Effects of MH and CCD Mutations in the Central Region on RyR1 Channels

Abstract

Type 1 ryanodine receptor (RyR1) is a Ca2+ release channel in the sarcoplasmic reticulum and the major target for muscle diseases, e.g., malignant hyperthermia (MH) and central core disease (CCD). It is widely believed that MH and CCD mutations cause hyperactivation of the Ca2+-induced Ca2+ release (CICR), resulting in abnormal Ca2+ homeostasis in skeletal muscle. However, it remains unclear how the disease-associated mutations affect CICR. We have recently characterized several disease-associated mutations in the amino-terminal region by live-cell Ca2+ imaging and [3H]ryanodine binding and found that these mutations divergently affect the gain (i.e., peak activity) and the sensitivity to activating Ca2+ of CICR. In this study, we extended this approach to 15 MH and MH/CCD mutations in the central region (1592-2508).

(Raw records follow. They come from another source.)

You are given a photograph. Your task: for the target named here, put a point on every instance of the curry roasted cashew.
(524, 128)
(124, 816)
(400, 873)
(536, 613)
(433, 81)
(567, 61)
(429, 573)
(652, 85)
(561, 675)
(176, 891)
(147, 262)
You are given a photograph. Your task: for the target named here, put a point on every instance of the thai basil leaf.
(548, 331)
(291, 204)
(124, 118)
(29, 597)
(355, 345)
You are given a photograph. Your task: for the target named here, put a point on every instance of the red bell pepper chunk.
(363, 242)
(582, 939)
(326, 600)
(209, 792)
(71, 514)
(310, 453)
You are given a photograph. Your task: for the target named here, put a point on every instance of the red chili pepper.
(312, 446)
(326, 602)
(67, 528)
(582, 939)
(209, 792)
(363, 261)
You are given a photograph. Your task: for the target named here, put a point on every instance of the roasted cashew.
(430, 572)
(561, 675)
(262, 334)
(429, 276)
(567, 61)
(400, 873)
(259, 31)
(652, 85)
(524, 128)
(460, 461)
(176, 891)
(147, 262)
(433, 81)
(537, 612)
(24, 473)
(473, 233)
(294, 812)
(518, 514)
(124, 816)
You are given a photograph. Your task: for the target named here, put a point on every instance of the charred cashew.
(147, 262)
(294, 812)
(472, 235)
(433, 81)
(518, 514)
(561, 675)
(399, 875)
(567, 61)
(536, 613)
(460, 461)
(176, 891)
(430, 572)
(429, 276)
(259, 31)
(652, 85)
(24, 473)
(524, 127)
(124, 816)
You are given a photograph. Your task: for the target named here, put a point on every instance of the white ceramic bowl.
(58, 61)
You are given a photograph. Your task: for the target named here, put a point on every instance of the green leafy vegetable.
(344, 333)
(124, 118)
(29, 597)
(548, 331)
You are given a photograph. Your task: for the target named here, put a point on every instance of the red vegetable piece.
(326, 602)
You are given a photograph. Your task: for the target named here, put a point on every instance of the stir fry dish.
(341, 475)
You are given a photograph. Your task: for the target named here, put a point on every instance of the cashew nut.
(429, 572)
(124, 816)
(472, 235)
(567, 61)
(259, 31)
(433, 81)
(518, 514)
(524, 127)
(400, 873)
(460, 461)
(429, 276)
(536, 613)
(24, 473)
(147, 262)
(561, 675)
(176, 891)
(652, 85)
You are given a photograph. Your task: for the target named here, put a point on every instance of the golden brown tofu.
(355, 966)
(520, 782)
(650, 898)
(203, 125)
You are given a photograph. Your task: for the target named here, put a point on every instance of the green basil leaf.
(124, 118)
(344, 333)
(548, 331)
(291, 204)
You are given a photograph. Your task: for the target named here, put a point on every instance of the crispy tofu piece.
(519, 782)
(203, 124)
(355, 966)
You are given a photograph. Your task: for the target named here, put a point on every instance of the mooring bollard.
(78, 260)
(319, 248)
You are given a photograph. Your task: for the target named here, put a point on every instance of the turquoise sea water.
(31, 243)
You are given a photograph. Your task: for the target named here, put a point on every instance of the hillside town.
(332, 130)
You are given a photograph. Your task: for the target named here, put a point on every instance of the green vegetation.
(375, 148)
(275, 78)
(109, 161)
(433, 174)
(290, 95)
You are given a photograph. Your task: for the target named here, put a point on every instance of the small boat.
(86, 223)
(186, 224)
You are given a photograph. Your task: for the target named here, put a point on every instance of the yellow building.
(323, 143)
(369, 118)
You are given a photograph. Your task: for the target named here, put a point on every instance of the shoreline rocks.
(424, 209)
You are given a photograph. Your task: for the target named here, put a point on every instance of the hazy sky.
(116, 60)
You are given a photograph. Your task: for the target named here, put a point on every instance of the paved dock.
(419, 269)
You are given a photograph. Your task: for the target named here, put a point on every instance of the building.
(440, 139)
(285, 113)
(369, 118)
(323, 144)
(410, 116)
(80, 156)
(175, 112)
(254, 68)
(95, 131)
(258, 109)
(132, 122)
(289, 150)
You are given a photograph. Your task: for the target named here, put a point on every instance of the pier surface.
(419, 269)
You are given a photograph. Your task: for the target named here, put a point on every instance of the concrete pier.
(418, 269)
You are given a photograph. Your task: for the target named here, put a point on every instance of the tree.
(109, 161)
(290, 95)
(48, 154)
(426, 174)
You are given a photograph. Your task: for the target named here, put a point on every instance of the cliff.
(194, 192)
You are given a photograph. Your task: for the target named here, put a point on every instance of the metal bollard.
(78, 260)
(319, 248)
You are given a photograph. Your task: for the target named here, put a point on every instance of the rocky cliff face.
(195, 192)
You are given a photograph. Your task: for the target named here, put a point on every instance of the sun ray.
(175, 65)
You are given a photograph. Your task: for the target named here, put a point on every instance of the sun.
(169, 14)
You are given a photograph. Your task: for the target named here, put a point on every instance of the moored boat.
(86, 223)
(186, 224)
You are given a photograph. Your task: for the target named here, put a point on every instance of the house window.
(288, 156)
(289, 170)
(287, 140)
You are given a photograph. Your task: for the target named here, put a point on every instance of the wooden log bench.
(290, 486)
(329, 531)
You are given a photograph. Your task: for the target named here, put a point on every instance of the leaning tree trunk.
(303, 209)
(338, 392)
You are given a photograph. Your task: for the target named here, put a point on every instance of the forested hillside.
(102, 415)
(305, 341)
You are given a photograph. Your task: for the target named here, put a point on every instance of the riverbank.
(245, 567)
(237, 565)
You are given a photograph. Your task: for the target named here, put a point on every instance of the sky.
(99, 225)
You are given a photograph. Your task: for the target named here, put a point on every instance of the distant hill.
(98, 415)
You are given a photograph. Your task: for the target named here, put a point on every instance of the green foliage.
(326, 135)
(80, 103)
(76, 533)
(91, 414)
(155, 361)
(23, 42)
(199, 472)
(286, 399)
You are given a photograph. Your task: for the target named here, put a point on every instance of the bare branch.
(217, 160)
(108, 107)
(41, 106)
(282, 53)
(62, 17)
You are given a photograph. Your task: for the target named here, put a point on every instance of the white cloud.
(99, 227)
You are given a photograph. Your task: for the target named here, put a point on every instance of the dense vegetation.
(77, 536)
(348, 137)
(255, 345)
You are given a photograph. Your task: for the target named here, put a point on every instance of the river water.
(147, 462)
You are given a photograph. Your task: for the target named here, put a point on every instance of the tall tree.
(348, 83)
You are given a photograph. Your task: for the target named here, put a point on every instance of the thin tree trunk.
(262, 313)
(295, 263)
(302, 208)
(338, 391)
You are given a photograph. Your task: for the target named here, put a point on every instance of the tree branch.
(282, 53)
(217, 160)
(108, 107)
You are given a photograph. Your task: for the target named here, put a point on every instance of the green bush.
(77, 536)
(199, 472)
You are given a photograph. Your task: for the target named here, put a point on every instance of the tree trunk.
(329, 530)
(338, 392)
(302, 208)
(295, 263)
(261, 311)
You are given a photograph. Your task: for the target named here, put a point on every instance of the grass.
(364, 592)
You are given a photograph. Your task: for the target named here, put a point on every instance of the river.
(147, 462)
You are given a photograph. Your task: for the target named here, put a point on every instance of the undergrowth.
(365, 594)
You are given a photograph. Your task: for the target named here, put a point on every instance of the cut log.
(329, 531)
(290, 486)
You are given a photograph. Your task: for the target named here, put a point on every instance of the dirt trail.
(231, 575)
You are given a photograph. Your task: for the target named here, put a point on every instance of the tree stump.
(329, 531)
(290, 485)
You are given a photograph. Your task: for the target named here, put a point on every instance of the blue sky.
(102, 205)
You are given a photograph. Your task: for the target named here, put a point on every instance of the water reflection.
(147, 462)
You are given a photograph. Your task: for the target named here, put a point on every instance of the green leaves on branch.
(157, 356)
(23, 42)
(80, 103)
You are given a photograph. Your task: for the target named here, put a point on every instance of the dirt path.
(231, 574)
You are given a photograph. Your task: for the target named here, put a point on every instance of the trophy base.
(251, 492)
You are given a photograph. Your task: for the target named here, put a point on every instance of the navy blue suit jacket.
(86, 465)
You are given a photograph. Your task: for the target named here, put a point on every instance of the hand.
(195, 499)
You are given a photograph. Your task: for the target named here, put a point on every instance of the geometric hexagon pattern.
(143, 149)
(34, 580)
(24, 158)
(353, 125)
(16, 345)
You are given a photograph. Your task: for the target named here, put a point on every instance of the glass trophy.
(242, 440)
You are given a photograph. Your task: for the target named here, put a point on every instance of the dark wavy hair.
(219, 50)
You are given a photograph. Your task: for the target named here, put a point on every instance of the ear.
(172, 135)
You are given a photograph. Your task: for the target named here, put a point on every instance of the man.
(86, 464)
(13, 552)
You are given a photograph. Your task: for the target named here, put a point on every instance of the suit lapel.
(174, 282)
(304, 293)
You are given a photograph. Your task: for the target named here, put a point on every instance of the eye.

The disease-associated mutations increased the gain and the sensitivity to activating Ca2+ in a site-dependent manner. The calculated CICR activity strongly correlated with the ER Ca2+ level, an index of Ca2+ leak. Importantly, the accelerated sensitivity to activating Ca2+ was linked to pathogenesis of CCD. Overall, the effects were similar to those of the amino-terminal mutations. The underlying molecular mechanism will be discussed.